Swiss Catholic missionary (1826–1912)

Louis Babel (23 June 1826 – 1 March 1912) was an Oblate priest who might be considered multi-faceted in his career. He was born in Veyrier, Switzerland and received his formal training in Europe before coming to Canada in 1851. He was ordained in Bytown upon his arrival by Bishop Joseph-Bruno Guigues.

His first assignment was as a missionary among the Montagnais (Innu) in the Saguenay region of Lower Canada. He moved from Grande-Baie to Les Escoumins where he began working with Father Charles Arnaud. He and Arnaud would be together for almost 60 years.

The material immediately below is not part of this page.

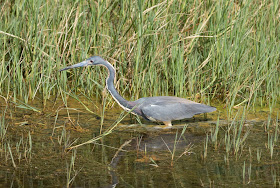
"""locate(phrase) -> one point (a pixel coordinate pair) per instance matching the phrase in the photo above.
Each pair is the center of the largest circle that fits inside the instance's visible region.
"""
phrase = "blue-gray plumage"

Looking back at his long career, Babel is remembered for his dedication and self-sacrifice as a missionary. He had a deep concern for the welfare of the natives and for carrying out the difficult tasks assigned to him. Both Father Babel and Father Arnaud were great observers of their environment and the Indian tribes they served. While Father Arnaud attended his mission along the Lower North Shore, Father Babel led many missionary expeditions to the interior Labrador Plateau. An observation while at Lake Winokapau in 1866, he noted in his diaries a great showing of minerals. Again on a later mission to the Menihek River area more description of the abundance of iron ore.
Many of these notations were used by Quebec Crown Lands to compile base maps. In 1892 a geologist by the name of Albert Peter Low, working for the Geological Survey of Canada, revealed for the first time the vast iron ore deposits and eventually the developments by the Iron Ore Company of Canada of Schefferville and Labrador City.

Mount Babel in Quebec is named after him.